私は、第3部の打合せのため、会場の様子を直接見ることはできませんでしたが、福岡の大学教員の先生方と宇加治恭子先生による進路説明では、大学以降の進路について、方法論を具体的に示されていたようです。

参加者アンケートによれば、次のように非常に好評でした。
「法科大学院や法曹コースについてよく知れたと思います。」
「法曹への道が2年も短くなる法曹コースというものがあるんだと知れて、良かったです。」
「具体的にどうすればいいかなど、今後目指すべき場所がはっきりした。」

第3部・グループセッション

弁護士及び裁判官又は検察官を講師として、8名程度のグループに分かれて中高生からの質問に答える形式で行われました。今回は全部で5グループに分かれ、うち2グループはオンラインで行われました。

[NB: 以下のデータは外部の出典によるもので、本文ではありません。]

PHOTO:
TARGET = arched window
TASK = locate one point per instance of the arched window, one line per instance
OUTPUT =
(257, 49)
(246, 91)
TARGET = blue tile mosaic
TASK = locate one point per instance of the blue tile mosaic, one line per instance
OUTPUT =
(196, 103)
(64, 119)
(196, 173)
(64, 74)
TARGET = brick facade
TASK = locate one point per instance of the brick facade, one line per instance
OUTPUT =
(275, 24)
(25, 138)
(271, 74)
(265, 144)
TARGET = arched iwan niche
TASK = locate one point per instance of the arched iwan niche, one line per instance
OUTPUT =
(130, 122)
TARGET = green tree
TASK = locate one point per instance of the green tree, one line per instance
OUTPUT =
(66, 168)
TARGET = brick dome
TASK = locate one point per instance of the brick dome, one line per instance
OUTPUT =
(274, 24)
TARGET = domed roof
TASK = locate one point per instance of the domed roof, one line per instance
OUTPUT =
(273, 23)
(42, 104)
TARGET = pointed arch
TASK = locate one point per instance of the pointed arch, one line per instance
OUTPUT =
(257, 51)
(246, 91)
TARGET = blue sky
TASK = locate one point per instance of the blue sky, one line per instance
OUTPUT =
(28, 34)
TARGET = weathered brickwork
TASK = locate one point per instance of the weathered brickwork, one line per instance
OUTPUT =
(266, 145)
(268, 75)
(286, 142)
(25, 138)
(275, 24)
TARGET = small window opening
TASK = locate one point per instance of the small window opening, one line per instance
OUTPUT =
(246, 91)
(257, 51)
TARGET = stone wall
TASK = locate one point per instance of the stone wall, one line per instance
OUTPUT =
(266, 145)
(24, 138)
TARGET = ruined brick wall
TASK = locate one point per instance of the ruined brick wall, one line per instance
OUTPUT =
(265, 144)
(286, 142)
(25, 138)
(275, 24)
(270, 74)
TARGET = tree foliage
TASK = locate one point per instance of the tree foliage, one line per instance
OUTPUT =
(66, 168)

私は、弁護士及び裁判官が講師を務める会場実施のグループに参加しました。私が参加したグループでは、滅多に交流することができない裁判官への関心が強かった印象で、少々寂しい気もしました。裁判傍聴にも行ったという中高生が複数おり、意識の高さに非常に驚きました。

質疑応答の時間には、業務の内容、一日のスケジュール、やりがいを感じるときはどんなときか、大変だなと感じるときはどんなときか、モチベーションを維持する方法、メンタルの維持について工夫していること、法曹になるためにどのような準備をしたらよいか等、様々な質問がなされました。法曹と直接話をすることで、参加した中高生が少しでも法曹を身近に感じ、将来、法曹(特に当会所属の弁護士)になることを選択してくれたとしたら、非常に嬉しく思います。

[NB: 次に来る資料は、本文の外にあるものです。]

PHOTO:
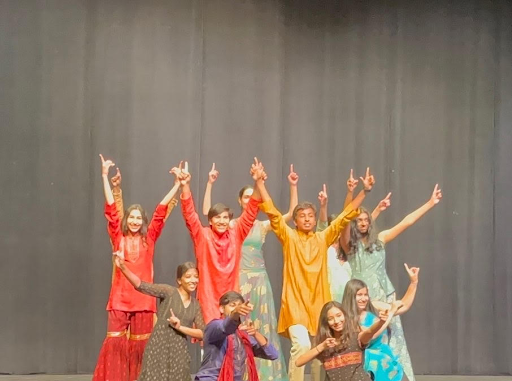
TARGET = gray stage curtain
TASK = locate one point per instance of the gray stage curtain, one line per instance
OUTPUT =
(419, 91)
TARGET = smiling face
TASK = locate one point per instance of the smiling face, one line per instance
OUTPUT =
(363, 223)
(246, 196)
(336, 319)
(305, 220)
(189, 280)
(134, 221)
(226, 310)
(362, 299)
(220, 222)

参加者アンケートの回答も嬉しいものばかりでしたので、少し紹介します。

「法学部に行くことに関して、友達と真剣に話し合ったりしたことがなかったので、今回リーガル女子に参加してみて年代を問わずこんなにも多くの学生が法律に興味を持って将来について考えているのだと刺激を受けました。」
「グループの弁護士の先生方が本当に面白く、自分に合わせて質問に親身に答えてくださっていたのが本当に嬉しかったです。」
「弁護士の方と裁判官の方がとても優しく笑顔でお話ししてくださったので、初めは緊張していましたが、段々緊張がほぐれてきてとても話しやすかったです。」
「お話の中で、やっぱり自分は法曹になりたいなという気持ちになった。」
「今まで疑問に思っていたこと、パネルディスカッションを聞いて気になったことなどを、現役の弁護士、検察官の方から聞けて、充実した時間が過ごせた。」
「プライベートの話や1日の流れなど裁判官や弁護士の仕事についての話を聞けて裁判官や弁護士についての理解を深めることができました。」

さらに、参加者アンケートから参加の前後で法曹に対するイメージが変わったかという質問に対しては、様々な嬉しい回答がありました。

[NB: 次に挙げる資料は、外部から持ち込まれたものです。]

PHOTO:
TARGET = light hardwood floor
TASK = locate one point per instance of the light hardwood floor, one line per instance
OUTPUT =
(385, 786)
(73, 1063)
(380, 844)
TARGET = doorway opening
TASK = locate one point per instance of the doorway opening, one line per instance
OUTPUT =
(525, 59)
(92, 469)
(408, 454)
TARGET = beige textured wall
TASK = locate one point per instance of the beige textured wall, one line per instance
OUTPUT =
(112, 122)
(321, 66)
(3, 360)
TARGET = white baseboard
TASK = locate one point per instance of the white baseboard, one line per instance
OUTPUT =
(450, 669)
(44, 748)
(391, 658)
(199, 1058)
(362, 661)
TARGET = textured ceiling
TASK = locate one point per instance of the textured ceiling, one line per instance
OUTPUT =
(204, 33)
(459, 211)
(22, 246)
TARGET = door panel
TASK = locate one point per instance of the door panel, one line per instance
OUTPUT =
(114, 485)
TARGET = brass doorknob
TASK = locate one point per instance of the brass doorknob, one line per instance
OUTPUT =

「参加前は、硬いイメージを持っていたが、仕事とプライベートの切り替えを持った自立したかっこいい大人の女性というイメージに変わりました。」
「真面目で少し怖そうなイメージだったが、皆さんとても優しく、先生のような法曹になりたいと思いました。」
「常に論理的に物事を考え、仕事に明け暮れているイメージがありました。女性が少ない職業なので、法曹界で活躍されている女性は強く勇ましい方ばかりだと思っていました。しかし実際は、子育てや趣味の時間を持ち自分らしく働いているキラキラした方ばかりでした。」
「エリートで雲の上の人だというイメージがあった。しかし良い意味で普通の人なのだと感じた。」
「色々な経歴からの弁護士の道がある事に驚きました。その経歴が弁護士としての活動での基盤になっていると伺って、経験することの大切さを改めて考えさせられました。」
「司法試験や法科大学院での勉強など、現実はそんなに甘くはないこともわかりました。しかし、実際に弁護士の方がやりがいを感じた瞬間のお話などを聞いて、とても印象的に感じたし、自分もそんな経験をしてみたいという気持ちになったので、改めて弁護士になりたいと思いました。」

福岡県弁護士会 今年も開催しました!来たれ、リーガル女子! in福岡2021
最後に

真剣な眼差しの中高生を前にして緊張しましたが、私自身、改めて法曹として頑張ろうと思える大変貴重な機会となりました。本イベントを企画・準備・運営してくださった先生方・関係者の方々には感謝申し上げるとともに、今後も本イベントの開催が継続され、本イベントをきっかけとして多数の法曹が誕生してほしいと思います。